Monday 15th FebruaryFebruary 16, 2010
I really need to spend a few hours tidying up my desk here again. I am off of work tomorrow so will probably do so then. The CDs are beginning to take over once again and if I don’t keep them under control the consequences could be disastrous. Seriously though I need to put discs back into cases and onto shelves while I still remember what goes where…
Tonight’s CD is easy to locate the sleeve for however, given that it is a cleverly designed little envelope made up of two interlinking L-shapes of card that, once you’ve got the knack of it wrap around the disc, with the CD itself almost holding the sleeve in place rather than the usual opposite scenario. The CD is named Oscillation Vacillation and is a newish release on the Korean Balloon and Needle label featuring two recordings by the quartet of Joe Foster, Hong Chulki, Takahiro Kawaguchi and Ryu Hankil. (Usual caveats here, I released a CD involving Hankil late last year and am currently trying to organise him a UK tour in March, but my objectivity isn’t affected etc…)

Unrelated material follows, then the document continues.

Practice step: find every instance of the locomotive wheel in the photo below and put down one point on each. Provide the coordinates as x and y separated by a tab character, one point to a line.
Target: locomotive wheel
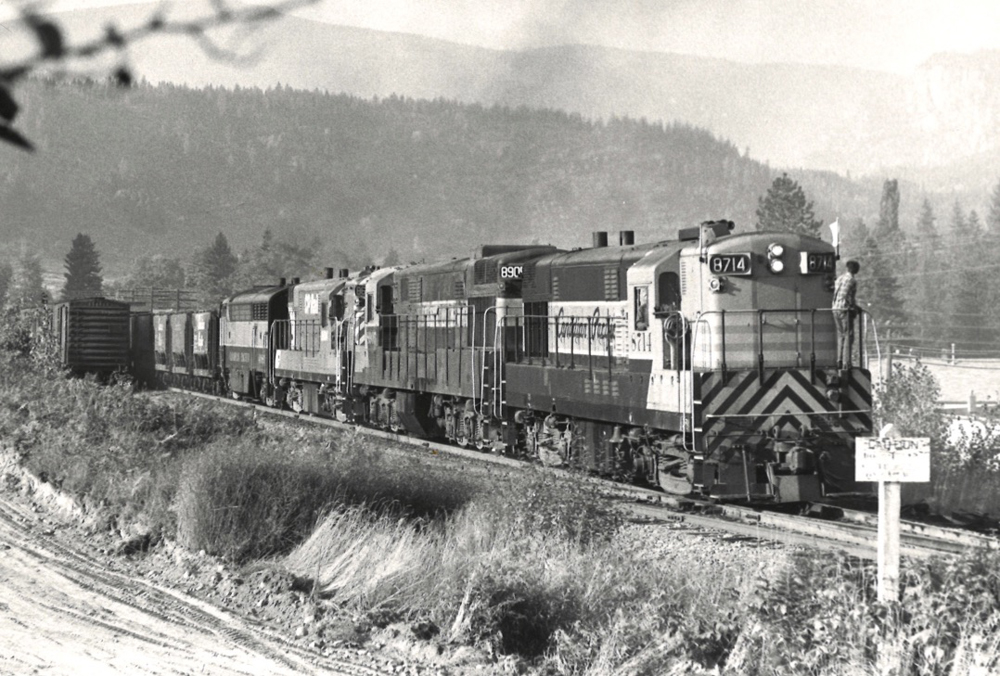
672	476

So this CD includes two recordings both made on the same day in Korea, possibly at a live concert, though this isn’t clear. The first piece is sixteen minutes in length, the second a fraction short of forty. The sleeve details are minimal, with most of the information about who played what listed on the face of the disc itself (slightly annoying!) but for this performance Takahiro Kawaguchi worked with his remodeled counters and self made objects, Hong Chulki used a turtable minus its cartridge, and Ryu Hankil settled for just a speaker and piezo mic vibrations. Joe Foster’s choice of instrumentation is not listed for some reason, but I think I only hear electronics in there. It isn’t at all easy to tell who is making what sound, but throughout the first piece and during much of the second the skittering, clattering half rhythms seem to definitely come from Kawaguchi’s clockworkesque set-up, with Ryu Hankil choosing not to work with his clockworks on this recording, presumable for fear of ticking. whirring overload. If the rattles and churning sounds provide an undercurrent to the first track then the sounds overlaid by the other musicians do not necessarily follow in any pattern, and certainly they are more sparse than perhaps this line-up might promise. There are little bursts of gritty, short-circuiting electronics, the raw scrape of amplified surfaces rubbing against each other and a generally percussive feeling of scattered debris rather than extended sounds or anything leaning towards noisy layers.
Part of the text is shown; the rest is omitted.